The Art Of Making a Choice And Existential Guilt


CHOICES


     I intend to write about the gift of making a choice. Indeed,  it takes some time and often a lot of courage, and wisdom and freedom - to come to know what one really wants. The choice is made difficult not by the fact that one of the options is an evil or less in perfection but by the beauty and perfection of both. In other words, choice is an art.


“Sometimes the hardest thing and the right thing are the same.” 

Anonymous

Among the many things which tend to make choosing burdensome is fear to commit one self. why? Because by making a choice I commit myself, take on myself the direct responsibility and  the radical burden of each of the consequences of my acts. This is sometimes dreadful!

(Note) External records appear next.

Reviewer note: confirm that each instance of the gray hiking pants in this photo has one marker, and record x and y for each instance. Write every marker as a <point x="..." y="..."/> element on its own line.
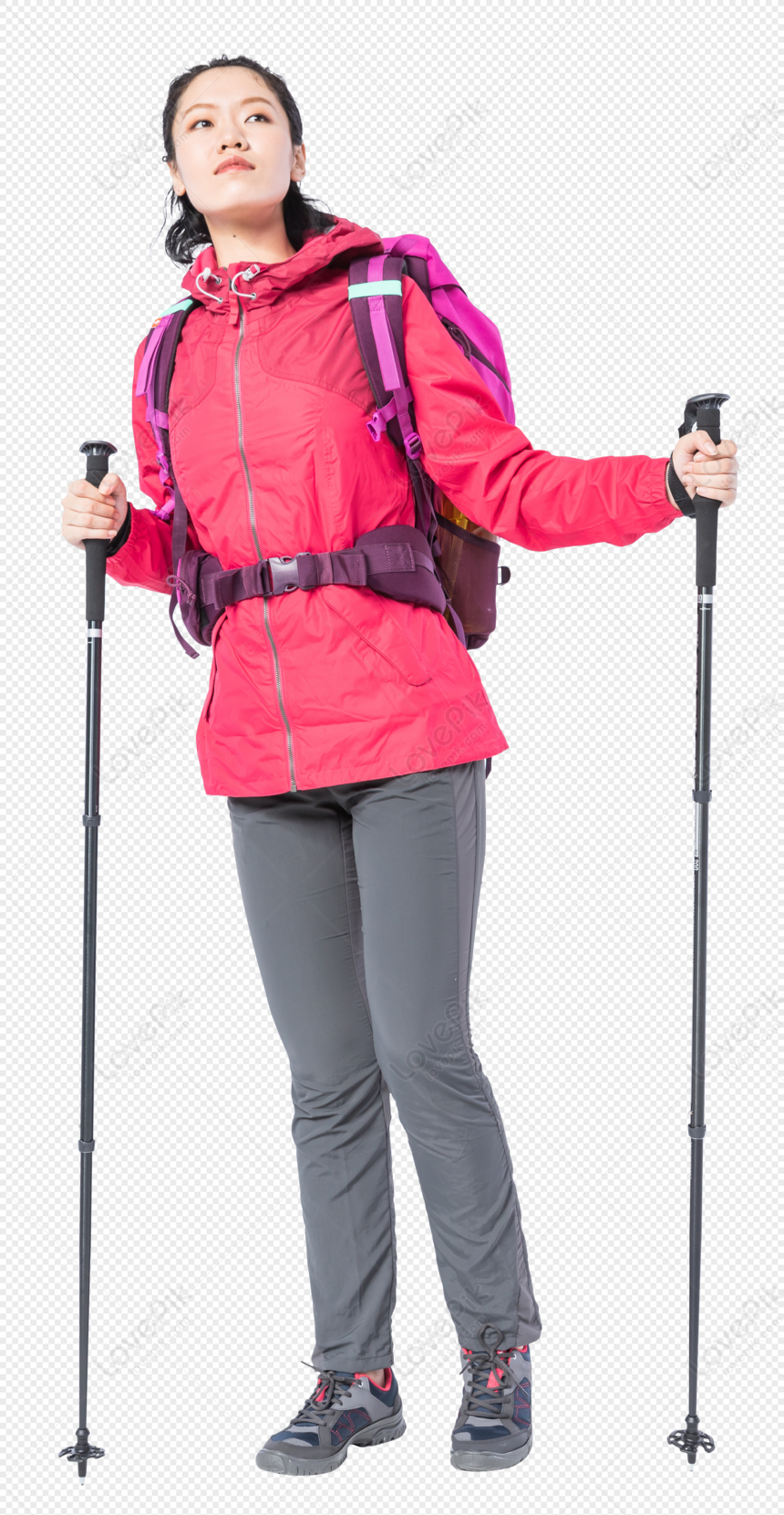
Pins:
<point x="362" y="907"/>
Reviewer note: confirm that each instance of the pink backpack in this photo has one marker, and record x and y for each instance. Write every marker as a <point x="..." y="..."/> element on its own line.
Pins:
<point x="445" y="561"/>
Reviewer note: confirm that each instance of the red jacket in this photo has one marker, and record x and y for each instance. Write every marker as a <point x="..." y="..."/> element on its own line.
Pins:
<point x="268" y="426"/>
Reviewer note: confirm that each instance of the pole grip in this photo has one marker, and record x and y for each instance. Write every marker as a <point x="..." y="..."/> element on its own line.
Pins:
<point x="707" y="511"/>
<point x="96" y="547"/>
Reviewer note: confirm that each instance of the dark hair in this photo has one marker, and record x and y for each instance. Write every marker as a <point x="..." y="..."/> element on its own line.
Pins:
<point x="190" y="232"/>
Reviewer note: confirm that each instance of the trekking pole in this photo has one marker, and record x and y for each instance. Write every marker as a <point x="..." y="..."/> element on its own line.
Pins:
<point x="98" y="467"/>
<point x="704" y="408"/>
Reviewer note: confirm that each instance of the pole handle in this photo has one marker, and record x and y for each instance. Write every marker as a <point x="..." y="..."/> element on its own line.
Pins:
<point x="704" y="410"/>
<point x="96" y="547"/>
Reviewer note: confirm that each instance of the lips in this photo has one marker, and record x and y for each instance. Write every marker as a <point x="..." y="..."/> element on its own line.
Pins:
<point x="235" y="162"/>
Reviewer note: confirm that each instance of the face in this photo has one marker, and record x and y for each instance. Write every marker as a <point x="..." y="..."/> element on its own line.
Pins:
<point x="232" y="114"/>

 Indeed, some choices are disjunctional i.e.  "either... or..." choosing one thing implies letting go of another. In very simple terms, "to choose is to reject." This too is sometimes dreadful!

C.G Valles in the famous book " The Art of Choosing " tells a beautiful story...


  "I watched a small girl go through the painful act of choosing between two dolls in a shop full of toys. Her mother had told her plainly ; "one or the other; you choose." After a long struggle to get both dolls, her mother resolutely stopped her.

She finally understood and picked one out of the two. the doll was packed and paid for. However, she looked once more to the doll that was left behind, and I fancied I saw guilt in the little child for abandoning the other doll. 

She did something unexpected and beautiful! she broke loose, rushed back , went to the place where the rejected doll had been left , gave it a kiss and ran back to her mother.  In that kiss was all the agony, the pain and the regret and the helplessness of the choice that could not be." 

Philosophers call this phenomena 'existential guilt.'

 'Existential Guilt.'




“Every man is guilty of all the good he did not do.”

 ― Voltaire



Martin Heidegger has opined that human existence is encumbered by guilt due to the existential realization that only a finite number of possibilities could be actualized. That once a particular choice is taken, the other options are negated and thus left unactualised. 



Paul Ricœur on the other hand has observed that human existence is encumbered by existential unhappiness. Both thinkers grasp the fact that no matter how man(sic) might endeavour to perfect his nature by actualising his potential, satisfaction is never guaranteed. 



 It is important to note that most existential philosophers assume that human living will inevitably expose us to falling short and therefore to feeling existential guilt. We are always indebted to life. We are always capable of being more alive, more open, more true to the potential of human consciousness than we actually are.